Wednesday, June 3, 2009

maybe.just maybe.


so, i was just walking up my stairs, and i'm pretty sure i had an epiphany.

i stopped midway up...and it all just sort of hit me at once.

completely out of the blue.

"robyn," (i said to myself) "you've been looking at this the wrong way, all along..."

i've got to preface this cerebral vomit i'm about to spew, with this; i think this little light[bulb] of mine, may have been instigated by a text i received earlier from a friend<--link...the "thought for today," as she often sends me, this one read:

"The greater the obstacle, the more glory in overcoming it."-Moliere. Often times than not, we see obstacles as a bad thing, instead of what it really is...a source of motivation.'

so i said, "robyn, you've been looking at this the wrong way, all along...all along, you've equated being single, with being lonely, and thus, you've viewed it in an at least partially, negative light. when in reality, you should be viewing it as a good thing...because, maybe, just maybe you're single for a [GOOD] reason. Maybe, because you're an independent woman [and i don't mean that in a cliche', new age-"i am woman, hear me roar" kind of way...]and you do not allow the fact that you may not always have accompaniment, to stop you from going places, and from doing things...maybe there is a woman, or a young girl that you know, that may look up to that, and you.

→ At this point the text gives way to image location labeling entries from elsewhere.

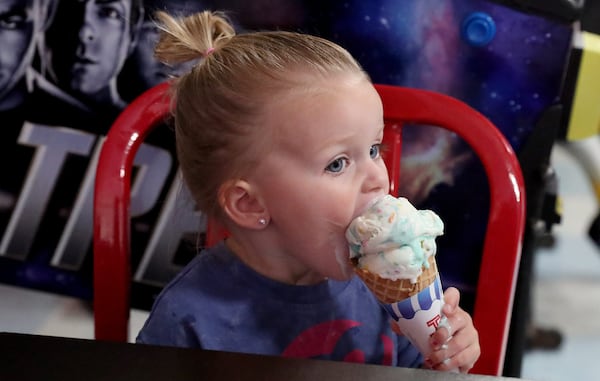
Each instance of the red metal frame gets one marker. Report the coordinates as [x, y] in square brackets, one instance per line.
[502, 247]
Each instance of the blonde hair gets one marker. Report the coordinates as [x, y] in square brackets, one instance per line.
[218, 105]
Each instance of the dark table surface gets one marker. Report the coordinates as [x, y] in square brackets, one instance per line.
[33, 357]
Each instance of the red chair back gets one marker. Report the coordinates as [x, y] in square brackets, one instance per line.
[502, 246]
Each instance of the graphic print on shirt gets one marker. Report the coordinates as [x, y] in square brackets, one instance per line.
[336, 340]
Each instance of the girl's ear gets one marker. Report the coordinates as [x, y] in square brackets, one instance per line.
[241, 203]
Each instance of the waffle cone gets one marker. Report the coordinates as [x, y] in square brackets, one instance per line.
[389, 291]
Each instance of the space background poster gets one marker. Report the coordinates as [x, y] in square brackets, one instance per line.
[69, 67]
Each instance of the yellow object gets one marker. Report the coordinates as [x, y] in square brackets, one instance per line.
[585, 112]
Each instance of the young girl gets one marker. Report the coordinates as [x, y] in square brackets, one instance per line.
[279, 137]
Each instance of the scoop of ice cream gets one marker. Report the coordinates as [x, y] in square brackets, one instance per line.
[393, 239]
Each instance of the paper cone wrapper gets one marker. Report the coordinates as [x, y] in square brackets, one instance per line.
[416, 307]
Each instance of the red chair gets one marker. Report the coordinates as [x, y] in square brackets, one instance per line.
[502, 246]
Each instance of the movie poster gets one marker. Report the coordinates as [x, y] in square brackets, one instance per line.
[69, 67]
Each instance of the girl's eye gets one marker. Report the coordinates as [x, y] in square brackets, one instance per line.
[375, 151]
[337, 165]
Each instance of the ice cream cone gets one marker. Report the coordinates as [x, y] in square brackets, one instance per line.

Maybe she sees you, and knows that it's OKAY to be on your own, and that despite that, it's still completely possible to enjoy, and explore life. Maybe you are an inspiration. Or maybe there's a man, or young guy, that sees you and respects the fact that you are who you are, and can do for yourself, by yourself...maybe he secretly hopes to one day find someone just like you. Maybe, as Andre 3000 once put it, maybe, you are the prototype<--link. Or, or...maybe, you're single for an even BETTER reason. Maybe, God has something so great in store for you [career-wise] that He knows a relationship/family would only serve as a hinderance...an impedance even, to that great thing. Maybe, He wants you to be ready, and have the capacity to focus all of your attention on this one great thing...or, many great things.

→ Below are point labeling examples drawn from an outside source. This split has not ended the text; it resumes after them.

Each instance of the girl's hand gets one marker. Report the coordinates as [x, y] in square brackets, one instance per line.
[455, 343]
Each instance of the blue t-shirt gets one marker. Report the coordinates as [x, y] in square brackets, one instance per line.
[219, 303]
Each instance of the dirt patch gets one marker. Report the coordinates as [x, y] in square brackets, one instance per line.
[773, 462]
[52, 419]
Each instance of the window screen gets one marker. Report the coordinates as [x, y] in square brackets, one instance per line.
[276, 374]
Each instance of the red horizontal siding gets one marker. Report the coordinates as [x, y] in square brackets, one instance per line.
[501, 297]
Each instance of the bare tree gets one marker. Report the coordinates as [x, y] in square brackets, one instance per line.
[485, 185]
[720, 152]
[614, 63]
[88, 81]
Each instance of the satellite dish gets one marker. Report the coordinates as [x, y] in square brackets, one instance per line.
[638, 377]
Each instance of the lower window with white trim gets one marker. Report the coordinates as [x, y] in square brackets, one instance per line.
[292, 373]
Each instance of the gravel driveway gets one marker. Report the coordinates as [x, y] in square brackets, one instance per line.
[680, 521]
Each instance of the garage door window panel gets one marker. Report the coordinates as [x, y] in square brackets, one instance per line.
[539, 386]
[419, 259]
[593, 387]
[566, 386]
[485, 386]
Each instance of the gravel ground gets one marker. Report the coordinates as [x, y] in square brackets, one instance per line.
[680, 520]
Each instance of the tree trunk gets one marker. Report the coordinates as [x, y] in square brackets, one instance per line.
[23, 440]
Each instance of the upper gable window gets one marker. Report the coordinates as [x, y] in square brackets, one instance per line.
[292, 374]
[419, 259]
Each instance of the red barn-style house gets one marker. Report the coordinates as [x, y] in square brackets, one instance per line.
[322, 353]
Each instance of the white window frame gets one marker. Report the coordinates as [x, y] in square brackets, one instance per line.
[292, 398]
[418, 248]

...robyn, you're not a materialistic individual...but, maybe you have at times harbored some feelings of inferiority, because you're still driving the same car that you've been driving for the past 6 years, while friends and everyone around you, (some even younger than you)are driving new model, luxury cars, fresh off the lot. but, maybe, robyn...you're driving the car that you need to drive, because you have to learn to fully appreciate that car, before God blesses you with the one you want to drive. He's not saying no, He's just saying not right NOW. accept it. embrace it. and know, that a car serves a purpose, it is meant to be a mode of transportation, and is not an indication that you're any less/more successful than the next person. you'll have your day, it is written...and therefore, it is already yours, you just have to be patient and wait for it."

i can definitely do that...patience is a virtue that i captured a long time ago.

now--maybe a month from now, a week from now, or even an hour from now, i may again be questioning failed relationships, determining and redetermining self worth, and measuring success, but in this moment, this moment right here, right now, maybe, just maybe, i finally understand the imperfect perfection, that constitutes all that is me, and all that is my life...

that's all for now, but stay tuned, after these messages, i'll be riiiight back...

rm'wah.

1 comments:

  1. thanks for sharing your epiphany; it made me feel better about things in my life, and makes me look at them in a different light--if only for this moment.